Very cool! We (Paperspace) just posted a tutorial on Detecting Pneumonia from X-ray scans using PyTorch for anyone interested in building some more intuitions around this type of Deep Learning: https://blog.paperspace.com/detecting-and-localizing-pneumon...
Yes, there is a whole glut of companies in this space working in close collaboration with various hospitals. I've looked at several of these and the general quality of the products is high.
I worked on this problem during my masters. I created both a deep and KNN model for early breast cancer detection, but I think the performance (accuracy and speed) is most impressive for the latter.
Code:
https://github.com/jszym/pprecogg
Sounds nice, and they even have the good stuff on github with an explaining how-to article on medium.
If you're into Digital Pathology and Whole Slide Image (WSI) analysis then there is a whole undergrowth of open source tools and projects to dive into. I especially like QuPath by Pete Bankhead (https://qupath.github.io/). It has a more accessible interface than python (as in the article), it supports various machine learning algorithms and also has some nice video tutorials (https://www.youtube.com/channel/UCk5fn7cjMZFsQKKdy-YWOFQ).
143 images; and within 95%. I need to read more to work out which 5% is wrong, and what the 95% really means of course. I feel that calling this Pathologist level could be a stronger claim that I would make. I am hesitant to word things more strongly, but I feel dismay about the kind of claims of performance that are often made in these contexts.

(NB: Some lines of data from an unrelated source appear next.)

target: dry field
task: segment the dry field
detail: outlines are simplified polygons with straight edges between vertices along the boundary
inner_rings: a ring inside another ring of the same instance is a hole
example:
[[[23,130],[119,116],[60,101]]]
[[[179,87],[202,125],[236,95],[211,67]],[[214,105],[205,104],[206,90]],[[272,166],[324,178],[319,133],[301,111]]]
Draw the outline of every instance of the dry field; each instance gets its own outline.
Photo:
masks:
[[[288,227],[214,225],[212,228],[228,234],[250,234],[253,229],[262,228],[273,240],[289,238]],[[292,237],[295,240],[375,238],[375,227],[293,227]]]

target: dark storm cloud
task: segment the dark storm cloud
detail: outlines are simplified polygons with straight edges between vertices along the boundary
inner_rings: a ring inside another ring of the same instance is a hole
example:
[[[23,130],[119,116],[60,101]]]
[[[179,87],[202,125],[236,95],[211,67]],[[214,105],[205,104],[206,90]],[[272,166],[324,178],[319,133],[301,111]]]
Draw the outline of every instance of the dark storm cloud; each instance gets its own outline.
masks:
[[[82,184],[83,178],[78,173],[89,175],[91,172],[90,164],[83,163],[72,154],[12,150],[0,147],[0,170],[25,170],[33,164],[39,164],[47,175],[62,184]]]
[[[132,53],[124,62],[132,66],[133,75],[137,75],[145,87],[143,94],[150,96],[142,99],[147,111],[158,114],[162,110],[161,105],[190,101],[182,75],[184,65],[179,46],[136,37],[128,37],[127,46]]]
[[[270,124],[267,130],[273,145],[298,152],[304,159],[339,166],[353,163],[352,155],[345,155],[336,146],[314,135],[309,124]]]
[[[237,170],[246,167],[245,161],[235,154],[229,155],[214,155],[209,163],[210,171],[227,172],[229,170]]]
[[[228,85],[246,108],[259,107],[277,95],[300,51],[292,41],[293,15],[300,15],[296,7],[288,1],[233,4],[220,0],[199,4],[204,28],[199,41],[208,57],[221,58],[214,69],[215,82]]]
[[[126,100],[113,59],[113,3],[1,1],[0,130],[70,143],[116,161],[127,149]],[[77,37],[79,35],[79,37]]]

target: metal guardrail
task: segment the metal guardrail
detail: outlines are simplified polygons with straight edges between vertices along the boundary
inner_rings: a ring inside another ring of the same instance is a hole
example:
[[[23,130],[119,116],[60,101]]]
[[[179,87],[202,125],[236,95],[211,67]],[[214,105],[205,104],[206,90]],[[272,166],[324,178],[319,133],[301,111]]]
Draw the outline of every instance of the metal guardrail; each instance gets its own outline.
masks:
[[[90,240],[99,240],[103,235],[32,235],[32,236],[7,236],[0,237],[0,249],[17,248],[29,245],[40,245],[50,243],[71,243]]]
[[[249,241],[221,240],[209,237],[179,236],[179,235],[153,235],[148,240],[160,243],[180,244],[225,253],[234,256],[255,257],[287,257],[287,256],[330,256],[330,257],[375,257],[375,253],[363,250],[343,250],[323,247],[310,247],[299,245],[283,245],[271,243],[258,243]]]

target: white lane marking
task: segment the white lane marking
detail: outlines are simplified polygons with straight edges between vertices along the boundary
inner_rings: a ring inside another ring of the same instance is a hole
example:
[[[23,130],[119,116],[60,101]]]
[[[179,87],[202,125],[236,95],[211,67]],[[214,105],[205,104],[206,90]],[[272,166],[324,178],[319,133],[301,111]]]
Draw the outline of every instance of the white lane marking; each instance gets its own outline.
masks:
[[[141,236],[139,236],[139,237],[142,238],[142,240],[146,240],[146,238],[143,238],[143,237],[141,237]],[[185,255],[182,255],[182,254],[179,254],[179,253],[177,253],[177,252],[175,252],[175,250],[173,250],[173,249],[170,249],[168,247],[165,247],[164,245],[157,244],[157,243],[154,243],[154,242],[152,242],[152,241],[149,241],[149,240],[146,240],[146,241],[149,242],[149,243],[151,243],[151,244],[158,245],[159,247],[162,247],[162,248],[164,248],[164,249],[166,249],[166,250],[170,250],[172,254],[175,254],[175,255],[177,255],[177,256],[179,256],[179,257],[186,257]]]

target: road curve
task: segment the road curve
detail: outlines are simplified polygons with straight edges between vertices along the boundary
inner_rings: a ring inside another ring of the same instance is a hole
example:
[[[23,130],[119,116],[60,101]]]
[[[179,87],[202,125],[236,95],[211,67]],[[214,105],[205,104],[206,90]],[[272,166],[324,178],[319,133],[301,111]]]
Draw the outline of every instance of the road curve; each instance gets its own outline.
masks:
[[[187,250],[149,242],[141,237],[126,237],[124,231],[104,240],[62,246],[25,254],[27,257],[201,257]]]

One possible reason: pathology labeling can be prohibitively expensive. You're looking at paying highly-trained specialists to sit down and hand-segment regions of cell types on an entire slide.
That is definitely one bottle-neck, creating the labelled data-sets is very expensive, besides that there are a large number of privacy sensitive issues that need to be taken care of around the whole labeling process to ensure that patient confidentiality is maintained. Large datasets exist but in general are not available for research for that reason, only a few hospitals have made datasets available without restriction.